- Theatrical release poster
- Directed by: Michael Tolkin
- Written by: Michael Tolkin
- Produced by: Karen Koch Nancy Tenenbaum Nick Wechsler
- Starring: Mimi Rogers; David Duchovny; Patrick Bauchau; Will Patton;
- Cinematography: Bojan Bazelli
- Edited by: Suzanne Fenn
- Music by: Thomas Newman
- Production companies: New Line Cinema Electric Pictures
- Distributed by: Fine Line Features
- Release dates: September 6, 1991 (TIFF); September 30, 1991 (NYFF); October 4, 1991 (United States);
- Running time: 100 minutes
- Country: United States
- Language: English
- Budget: $3 million
- Box office: $1.3 million

= The Rapture (1991 film) =

1991 film by Michael Tolkin

The Rapture is a 1991 drama film written and directed by Michael Tolkin. It stars Mimi Rogers as a woman who converts from a swinger to a born-again Christian after learning that a true Rapture is upon the world.

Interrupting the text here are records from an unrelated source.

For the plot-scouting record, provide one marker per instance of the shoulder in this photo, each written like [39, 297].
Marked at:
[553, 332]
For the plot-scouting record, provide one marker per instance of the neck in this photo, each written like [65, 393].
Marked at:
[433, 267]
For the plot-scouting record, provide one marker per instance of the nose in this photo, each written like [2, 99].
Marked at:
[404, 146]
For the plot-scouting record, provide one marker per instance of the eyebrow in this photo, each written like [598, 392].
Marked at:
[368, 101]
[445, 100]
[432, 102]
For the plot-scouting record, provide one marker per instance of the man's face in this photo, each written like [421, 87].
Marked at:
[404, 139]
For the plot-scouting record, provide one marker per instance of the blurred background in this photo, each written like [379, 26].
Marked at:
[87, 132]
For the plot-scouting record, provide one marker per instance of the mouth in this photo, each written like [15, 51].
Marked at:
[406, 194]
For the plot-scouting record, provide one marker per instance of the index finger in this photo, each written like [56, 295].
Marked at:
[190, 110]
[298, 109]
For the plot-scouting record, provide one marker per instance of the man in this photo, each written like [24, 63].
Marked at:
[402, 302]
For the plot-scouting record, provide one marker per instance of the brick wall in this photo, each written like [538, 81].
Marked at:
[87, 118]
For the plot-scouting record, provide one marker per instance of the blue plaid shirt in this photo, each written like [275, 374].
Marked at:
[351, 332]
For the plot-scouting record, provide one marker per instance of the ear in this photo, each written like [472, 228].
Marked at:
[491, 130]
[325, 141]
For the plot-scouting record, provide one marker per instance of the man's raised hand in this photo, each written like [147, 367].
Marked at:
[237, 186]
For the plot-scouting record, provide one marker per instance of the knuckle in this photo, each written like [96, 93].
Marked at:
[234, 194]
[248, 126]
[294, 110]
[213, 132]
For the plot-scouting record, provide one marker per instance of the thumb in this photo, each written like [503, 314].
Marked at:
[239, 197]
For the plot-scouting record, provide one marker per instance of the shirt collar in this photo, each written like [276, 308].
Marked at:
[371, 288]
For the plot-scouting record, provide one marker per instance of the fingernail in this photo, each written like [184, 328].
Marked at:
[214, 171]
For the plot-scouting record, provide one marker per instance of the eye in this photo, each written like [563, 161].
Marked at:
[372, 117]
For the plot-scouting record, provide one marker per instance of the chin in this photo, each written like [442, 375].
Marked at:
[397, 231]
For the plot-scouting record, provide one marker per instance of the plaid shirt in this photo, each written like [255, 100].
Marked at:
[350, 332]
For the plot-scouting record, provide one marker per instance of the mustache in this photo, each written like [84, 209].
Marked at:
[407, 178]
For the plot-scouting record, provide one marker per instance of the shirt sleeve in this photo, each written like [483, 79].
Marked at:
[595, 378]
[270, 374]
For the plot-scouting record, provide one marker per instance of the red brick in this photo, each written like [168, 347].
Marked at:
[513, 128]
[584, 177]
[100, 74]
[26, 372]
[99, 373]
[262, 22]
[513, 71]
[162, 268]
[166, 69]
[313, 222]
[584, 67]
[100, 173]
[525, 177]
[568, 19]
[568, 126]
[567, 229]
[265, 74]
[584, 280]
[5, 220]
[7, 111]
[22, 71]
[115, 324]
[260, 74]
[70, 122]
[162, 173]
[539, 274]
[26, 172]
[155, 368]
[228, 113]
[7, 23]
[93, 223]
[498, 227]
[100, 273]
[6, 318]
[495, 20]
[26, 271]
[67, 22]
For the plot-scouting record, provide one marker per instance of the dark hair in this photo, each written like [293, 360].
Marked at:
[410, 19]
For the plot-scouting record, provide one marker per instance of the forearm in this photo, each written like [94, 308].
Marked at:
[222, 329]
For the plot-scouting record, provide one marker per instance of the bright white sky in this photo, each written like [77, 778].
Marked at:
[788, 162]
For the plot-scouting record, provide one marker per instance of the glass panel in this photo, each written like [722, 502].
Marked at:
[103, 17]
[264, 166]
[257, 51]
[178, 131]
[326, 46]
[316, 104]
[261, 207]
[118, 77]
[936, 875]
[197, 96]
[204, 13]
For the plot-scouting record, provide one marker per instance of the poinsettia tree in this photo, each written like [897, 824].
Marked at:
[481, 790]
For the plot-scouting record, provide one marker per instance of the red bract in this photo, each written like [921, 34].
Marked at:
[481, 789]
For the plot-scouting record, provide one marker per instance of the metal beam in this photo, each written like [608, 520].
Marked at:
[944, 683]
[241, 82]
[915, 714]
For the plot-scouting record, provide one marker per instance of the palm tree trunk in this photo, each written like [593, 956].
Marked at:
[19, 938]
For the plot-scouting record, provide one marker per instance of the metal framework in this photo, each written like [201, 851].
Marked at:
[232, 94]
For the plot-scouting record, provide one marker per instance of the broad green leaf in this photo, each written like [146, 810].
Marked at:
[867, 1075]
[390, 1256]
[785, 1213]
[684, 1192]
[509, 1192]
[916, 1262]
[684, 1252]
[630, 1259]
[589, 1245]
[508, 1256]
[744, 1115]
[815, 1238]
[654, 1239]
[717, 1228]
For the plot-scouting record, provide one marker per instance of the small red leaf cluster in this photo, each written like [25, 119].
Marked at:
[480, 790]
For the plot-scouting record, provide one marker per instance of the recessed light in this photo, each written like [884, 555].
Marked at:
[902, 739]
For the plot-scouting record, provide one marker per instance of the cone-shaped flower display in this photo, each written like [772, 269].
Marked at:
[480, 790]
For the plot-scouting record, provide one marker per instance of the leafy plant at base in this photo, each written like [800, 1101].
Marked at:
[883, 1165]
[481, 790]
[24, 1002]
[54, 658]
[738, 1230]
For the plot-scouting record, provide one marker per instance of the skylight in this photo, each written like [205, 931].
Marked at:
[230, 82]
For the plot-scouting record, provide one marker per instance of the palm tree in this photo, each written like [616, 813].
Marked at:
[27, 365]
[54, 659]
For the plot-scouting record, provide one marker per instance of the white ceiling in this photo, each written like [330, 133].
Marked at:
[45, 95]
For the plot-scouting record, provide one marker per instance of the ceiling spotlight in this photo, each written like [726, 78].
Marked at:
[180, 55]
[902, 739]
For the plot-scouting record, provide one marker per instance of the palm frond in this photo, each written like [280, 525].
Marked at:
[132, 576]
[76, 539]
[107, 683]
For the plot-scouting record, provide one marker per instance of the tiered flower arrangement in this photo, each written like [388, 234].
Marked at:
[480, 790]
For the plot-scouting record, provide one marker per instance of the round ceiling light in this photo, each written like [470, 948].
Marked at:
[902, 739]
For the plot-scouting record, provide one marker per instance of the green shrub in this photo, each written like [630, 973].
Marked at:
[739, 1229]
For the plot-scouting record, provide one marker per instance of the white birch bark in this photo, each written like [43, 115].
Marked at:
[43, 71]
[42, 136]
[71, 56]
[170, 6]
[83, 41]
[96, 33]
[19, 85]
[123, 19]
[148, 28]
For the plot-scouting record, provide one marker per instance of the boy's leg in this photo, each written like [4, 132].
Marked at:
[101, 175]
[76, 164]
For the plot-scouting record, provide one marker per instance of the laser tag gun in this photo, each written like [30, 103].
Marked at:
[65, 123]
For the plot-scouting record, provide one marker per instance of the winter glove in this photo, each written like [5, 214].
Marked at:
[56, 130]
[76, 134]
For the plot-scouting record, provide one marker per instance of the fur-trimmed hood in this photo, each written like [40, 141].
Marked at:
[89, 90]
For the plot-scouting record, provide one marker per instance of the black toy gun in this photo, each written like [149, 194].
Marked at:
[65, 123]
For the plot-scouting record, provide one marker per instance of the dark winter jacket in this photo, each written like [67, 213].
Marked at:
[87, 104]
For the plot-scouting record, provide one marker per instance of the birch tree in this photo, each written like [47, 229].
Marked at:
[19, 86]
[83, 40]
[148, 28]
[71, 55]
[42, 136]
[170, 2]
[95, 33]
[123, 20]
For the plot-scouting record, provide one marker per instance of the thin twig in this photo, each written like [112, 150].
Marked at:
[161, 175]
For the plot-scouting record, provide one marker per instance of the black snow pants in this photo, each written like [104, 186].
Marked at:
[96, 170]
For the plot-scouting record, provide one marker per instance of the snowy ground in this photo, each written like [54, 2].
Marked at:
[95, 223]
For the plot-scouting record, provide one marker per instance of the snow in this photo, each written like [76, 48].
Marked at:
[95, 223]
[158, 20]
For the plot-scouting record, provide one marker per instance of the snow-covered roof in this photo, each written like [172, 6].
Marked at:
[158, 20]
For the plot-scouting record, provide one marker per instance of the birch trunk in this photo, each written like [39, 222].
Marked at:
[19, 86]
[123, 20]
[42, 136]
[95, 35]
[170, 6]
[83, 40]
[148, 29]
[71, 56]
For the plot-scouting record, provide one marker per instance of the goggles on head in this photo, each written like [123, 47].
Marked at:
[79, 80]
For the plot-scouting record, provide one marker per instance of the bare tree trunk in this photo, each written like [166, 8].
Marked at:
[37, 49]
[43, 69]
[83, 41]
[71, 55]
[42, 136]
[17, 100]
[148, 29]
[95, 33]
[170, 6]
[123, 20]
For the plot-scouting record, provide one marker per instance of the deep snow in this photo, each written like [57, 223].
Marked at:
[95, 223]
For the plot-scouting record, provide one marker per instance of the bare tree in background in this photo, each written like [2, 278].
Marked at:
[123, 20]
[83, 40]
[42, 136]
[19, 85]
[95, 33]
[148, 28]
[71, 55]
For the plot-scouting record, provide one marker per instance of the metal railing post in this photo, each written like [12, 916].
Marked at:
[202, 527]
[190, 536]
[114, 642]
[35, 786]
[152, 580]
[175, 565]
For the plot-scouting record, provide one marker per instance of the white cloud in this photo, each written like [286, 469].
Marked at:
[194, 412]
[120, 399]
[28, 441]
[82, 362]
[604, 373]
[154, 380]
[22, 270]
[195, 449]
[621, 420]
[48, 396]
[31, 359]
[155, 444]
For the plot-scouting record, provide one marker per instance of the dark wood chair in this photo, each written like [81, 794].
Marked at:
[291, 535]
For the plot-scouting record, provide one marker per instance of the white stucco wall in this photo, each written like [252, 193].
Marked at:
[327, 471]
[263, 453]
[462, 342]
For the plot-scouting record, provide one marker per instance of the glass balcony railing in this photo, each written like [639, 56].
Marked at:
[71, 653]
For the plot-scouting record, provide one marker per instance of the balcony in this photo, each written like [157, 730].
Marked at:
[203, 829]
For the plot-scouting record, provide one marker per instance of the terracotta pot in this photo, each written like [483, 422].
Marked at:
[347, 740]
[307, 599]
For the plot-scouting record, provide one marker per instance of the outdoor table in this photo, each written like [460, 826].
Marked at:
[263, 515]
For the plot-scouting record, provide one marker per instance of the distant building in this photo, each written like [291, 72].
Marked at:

The low-budget film was a box office disappointment while critical reception was generally positive, with Rogers' performance praised as perhaps the best of her career.

==Plot==
Sharon, a young Los Angeles woman, engages in a swinging, libidinous lifestyle. She comes into contact with an unnamed Christian sect that advises her that the Rapture is imminent based on their interpretations of strange dreams experienced by congregants.

In time, Sharon accepts this belief and becomes a born-again Christian. She then starts living a pious life, eventually marrying and having a daughter, Mary. When her husband Randy is killed in a senseless murder, however, she begins to question the benevolence of God. She believes God has called her to go to the desert to wait for the Rapture, and instead of leaving her daughter safely with friends, she decides Mary must come with her. Foster, a police officer, is concerned for their well-being after they are reduced to stealing food while they wait, but Sharon is insistent that the end is near.

Sharon begins to despair after a while, and at her daughter's urging, decides to hasten their ascendance to Heaven. She kills Mary with a gunshot but is unable to take her own life afterwards, afraid she will be condemned as having killed herself. She confesses to Foster what she had done and is jailed.

The Rapture occurs after an apparition of Mary (accompanied by two angels) appears at night. While Sharon sits in her cell the following day, a loud trumpet blast is heard worldwide, signaling the start of the Rapture. Later on, Sharon and Foster, after driving out into the desert, are both raptured to a Purgatory-like landscape. Foster, who had been an atheist his whole life, accepts God and is allowed entrance to Heaven, but Sharon blames God for Mary's death, and she cannot renounce her anger at God's perceived cruelty. Mary pleads with her to accept God back into her heart so she can join her and Randy in Heaven, but Sharon refuses, choosing to remain alone in the purgatory-like landscape for eternity.

==Production==
The film was shot in Los Angeles over six weeks.

===Casting===
Prior to Rogers's involvement, Sissy Spacek, Meg Ryan, and Rachel Ward passed on taking the role of Sharon. Tolkin noted that Rogers's Scientology beliefs played no bearing on her casting: "Mimi's background in Scientology played no role in my casting her, nor did I see it as a problem—we never even discussed it." Rogers added that "my own religious views didn't affect my approach to the picture at all." In another interview, though, she noted that the role was easier thanks to her view of Jesus:
I don't, for example, have a Jesus Christ definition of God... and I have no views on heaven or hell. To me they're alien concepts. If I were a practicing Christian or a Jew, with all the hang-ups of those religions, I don't think I could have done Sharon justice.

Rogers and Duchovny would later appear together in The X-Files.

==Release==
The Rapture grossed $1.3 million at the North American box office against a production budget of $3 million.

==Reception==
On review aggregator website Rotten Tomatoes, the film has an approval rating of 66% based on 32 reviews, with an average rating of 6.4/10.

Rogers especially won praise for her performance, with the Los Angeles Times calling it an "astonishingly stunning performance." Entertainment Weekly noted that Rogers "delivers a subtle and complex performance." Critic Robin Wood declared Rogers "gave one of the greatest performances in the history of the Hollywood cinema."

Roger Ebert gave The Rapture 4/4 stars and praised Tolkin for avoiding the "pious banalities" of most religious movies, instead "examining the logic of the final judgment as radically and uncompromisingly as he can."

A mixed review came from Peter Travers of Rolling Stone, who said Tolkin "earns points simply for trying" to make a serious religious film in the 1990s Hollywood film industry, yet by the final scenes The Rapture drifts into "loopy melodrama and blunts what had been the keen edge of Rogers's performance." John Simon of the National Review described The Rapture as "a piece of apocalyptic trash megalomaniacal to the point of imbecility".

==Sequel==

In March 2026, the sequel to the 1991 film, The Rapture called The Rapture 2 was in production.